Picking your own fruit and veg is a great way to be sure your produce is grown locally and is enormous fun for both adults and children. Kids get to enjoy the fresh air and learn about how produce is grown and prepared if you let them join in on some cooking and jam making with what they’ve picked. It’s also a sneaky way to get children to enjoy eating fruit and veg!
There are ‘pick your own’ farms all over Britain. Once you’ve found one close to you, make sure you call before visiting to make sure the fruit you want to pick is in season at the time – better still, some ‘pick your own’ farms have a mailing list you can sign up to so that they will email you and let you know when their produce is at its best. Below is a rough guide to which fruits are in season when:
Fruit picking times in the UK:
March and April
Rhubarb and cherries
June and July
June and July
July and August
Raspberries, figs, tomatoes, green beans, blueberries and blackberries
July – September
July – October
Apples, grapes and pears
August – October
Helpful tips for fruit picking times
If you’re arranging a day out fruit picking for your family, make sure you go prepared. Like any day trip, you’ll need snacks and drinks, but you’ll also find a healthy supply of wet wipes and some small towels very useful.
Many farms will provide container for you to put your pickings into but may charge a fee, so take your own containers. Smaller pots are easier for children to carry.
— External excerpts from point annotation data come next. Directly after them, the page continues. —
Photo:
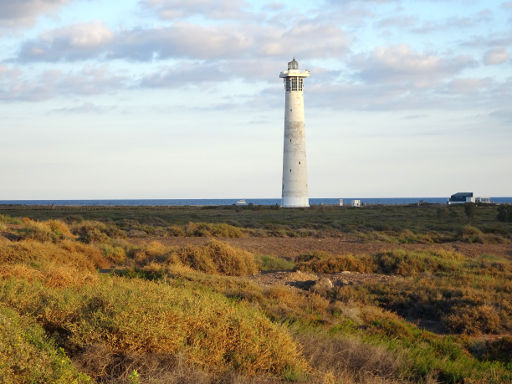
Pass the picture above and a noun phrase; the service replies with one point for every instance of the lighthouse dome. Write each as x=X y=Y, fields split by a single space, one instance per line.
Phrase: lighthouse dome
x=294 y=64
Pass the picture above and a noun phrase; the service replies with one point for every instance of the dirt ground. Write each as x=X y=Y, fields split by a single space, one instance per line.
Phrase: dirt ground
x=291 y=247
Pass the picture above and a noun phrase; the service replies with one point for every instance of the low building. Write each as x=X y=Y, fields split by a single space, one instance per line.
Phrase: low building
x=461 y=198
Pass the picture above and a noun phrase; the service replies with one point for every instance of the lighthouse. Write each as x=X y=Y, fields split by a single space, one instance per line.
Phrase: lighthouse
x=295 y=178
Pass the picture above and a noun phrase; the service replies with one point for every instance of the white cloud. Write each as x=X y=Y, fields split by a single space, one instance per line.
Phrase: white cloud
x=403 y=64
x=16 y=13
x=495 y=56
x=76 y=42
x=178 y=9
x=185 y=40
x=87 y=81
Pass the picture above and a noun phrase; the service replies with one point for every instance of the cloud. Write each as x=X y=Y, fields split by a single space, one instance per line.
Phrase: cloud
x=179 y=9
x=184 y=40
x=87 y=81
x=15 y=13
x=85 y=108
x=495 y=56
x=184 y=74
x=403 y=64
x=76 y=42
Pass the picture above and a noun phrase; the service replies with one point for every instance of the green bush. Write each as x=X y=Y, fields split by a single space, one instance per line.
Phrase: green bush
x=138 y=316
x=27 y=356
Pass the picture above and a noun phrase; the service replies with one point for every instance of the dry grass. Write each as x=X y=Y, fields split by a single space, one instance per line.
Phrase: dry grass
x=137 y=316
x=348 y=360
x=28 y=356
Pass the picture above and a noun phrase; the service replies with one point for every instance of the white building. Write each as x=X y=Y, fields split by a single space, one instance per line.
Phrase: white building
x=295 y=179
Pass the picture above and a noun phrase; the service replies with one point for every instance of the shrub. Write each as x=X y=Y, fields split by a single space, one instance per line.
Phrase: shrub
x=138 y=316
x=217 y=257
x=95 y=231
x=115 y=254
x=51 y=230
x=213 y=230
x=272 y=263
x=66 y=252
x=505 y=212
x=472 y=319
x=27 y=356
x=322 y=262
x=471 y=234
x=406 y=263
x=498 y=349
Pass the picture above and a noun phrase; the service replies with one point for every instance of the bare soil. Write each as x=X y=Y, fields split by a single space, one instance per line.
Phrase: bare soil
x=292 y=247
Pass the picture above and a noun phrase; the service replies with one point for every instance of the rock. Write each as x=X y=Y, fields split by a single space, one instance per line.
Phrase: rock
x=136 y=233
x=321 y=285
x=341 y=282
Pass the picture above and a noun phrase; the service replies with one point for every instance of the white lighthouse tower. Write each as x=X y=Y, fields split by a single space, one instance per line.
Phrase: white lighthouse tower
x=295 y=178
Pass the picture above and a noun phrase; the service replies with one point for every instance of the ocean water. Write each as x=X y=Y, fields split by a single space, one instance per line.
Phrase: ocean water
x=182 y=202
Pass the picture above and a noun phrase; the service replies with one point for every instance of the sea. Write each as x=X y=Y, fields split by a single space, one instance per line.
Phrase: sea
x=213 y=202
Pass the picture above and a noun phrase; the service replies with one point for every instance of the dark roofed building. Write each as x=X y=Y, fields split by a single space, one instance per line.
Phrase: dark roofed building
x=461 y=198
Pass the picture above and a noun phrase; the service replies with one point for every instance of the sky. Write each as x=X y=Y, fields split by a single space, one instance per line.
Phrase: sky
x=111 y=99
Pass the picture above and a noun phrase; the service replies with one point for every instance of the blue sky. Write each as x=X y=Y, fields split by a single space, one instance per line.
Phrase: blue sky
x=181 y=99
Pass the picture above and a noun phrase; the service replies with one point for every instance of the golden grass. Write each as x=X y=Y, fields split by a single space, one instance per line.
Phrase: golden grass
x=145 y=317
x=27 y=356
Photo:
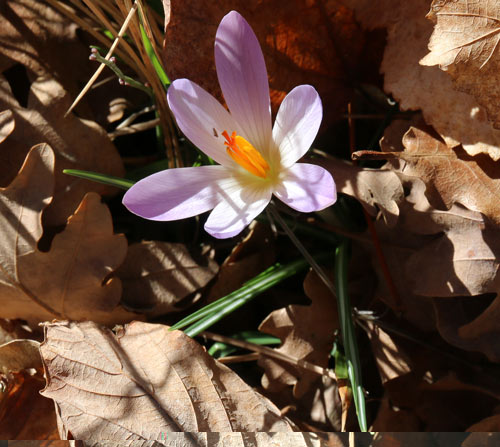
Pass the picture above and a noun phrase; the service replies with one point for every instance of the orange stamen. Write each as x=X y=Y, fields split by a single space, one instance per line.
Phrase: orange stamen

Don’t forget to apply plenty of sunscreen and wear a protective hat, even if the sky looks overcast, as you’ll be outside and vulnerable to sun exposure. At the same time, pack some fold up raincoats in case you’re caught in a sudden downpour.
Before you start picking, explain to the children how to identify which fruits are ripe and ready for picking, and that not every fruit they pick should be eaten on the spot! ‘Pick your own’ farms have rules and regulations to be followed and children should be made aware of these and how to respect the produce, such as sticking to the paths for walking rather than trampling on plants.